Source anonymeMairie de Bordeaux
"Je pense qu’il a une vraie conviction qu'il doit faire ça, affirme un de ses proches, avant de compléter : est-ce que c’est pour se faire réélire, est-ce que les gens pourraient le trouver déraisonnable s’il ne le fait pas ? C’est une possibilité, mais ce n’est pas ce qui le motive"
"Les élus ne pourront pas défendre cette décision"
Un sondage réalisé au sein de l'équipe municipale concernant cette décision d'armer la police municipale donnait 70 % d'avis défavorables selon notre source, un chiffre contesté par le cabinet du maire qui a réagi après la publication de notre article. "Il y a un risque que le maire s’éloigne de son équipe initiale", grince-t-on dans l'entourage du maire. Si la désillusion est de mise, il n'est pas pour autant question de démission.
Il ne va pas y avoir de coups d'éclat.
Source anonymeMairie de Bordeaux
Cependant, une certitude préexiste pour toute l'équipe municipale : "les élus ne pourront pas défendre une décision qui n’est pas du tout la leur."
"La question qui se pose, c'est comment les citoyens, comment les membres des partis politiques, comment les militants vont ressentir ça et comment nous, on va devoir expliquer cette décision", s'inquiète-t-on à la mairie.
En période de restriction budgétaire, annoncer qu’on va acheter des pistolets à des agents municipaux, évidemment que certains citoyens vont s’interroger sur le sens des priorités.

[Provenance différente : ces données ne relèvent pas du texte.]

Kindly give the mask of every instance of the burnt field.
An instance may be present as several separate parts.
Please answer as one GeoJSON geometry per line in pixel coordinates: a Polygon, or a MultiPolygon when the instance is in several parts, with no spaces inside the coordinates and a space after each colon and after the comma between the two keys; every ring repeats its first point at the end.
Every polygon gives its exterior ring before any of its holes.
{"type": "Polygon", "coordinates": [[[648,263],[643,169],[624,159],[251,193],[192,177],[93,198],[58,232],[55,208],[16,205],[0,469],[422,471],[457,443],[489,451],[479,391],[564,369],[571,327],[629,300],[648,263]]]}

Source anonymeA la mairie de Bordeaux
Déploiement de la Brigade d'appui et de sécurisation
La création de cette brigade intervient après avoir augmenté le nombre de policiers municipaux, installé de nouvelles caméras de télésurveillance, déployé une brigade anti-civilité, signé un contrat de sécurité intégré avec la préfecture et le parquet (CSI), et réclamé plusieurs fois une compagnie de CRS à demeure.
Ce CSI prévoit par ailleurs, l'embauche de 30 nouveaux policiers municipaux d'ici à 2026, portant ainsi les effectifs à 200 agents. Actuellement, les agents municipaux sont équipés d'un gilet pare-balles, d'une matraque, d'un pistolet à impulsion électrique et d'une gazeuse. D'ici mi 2025, 50 d'entre eux seront donc équipés d'armes létales.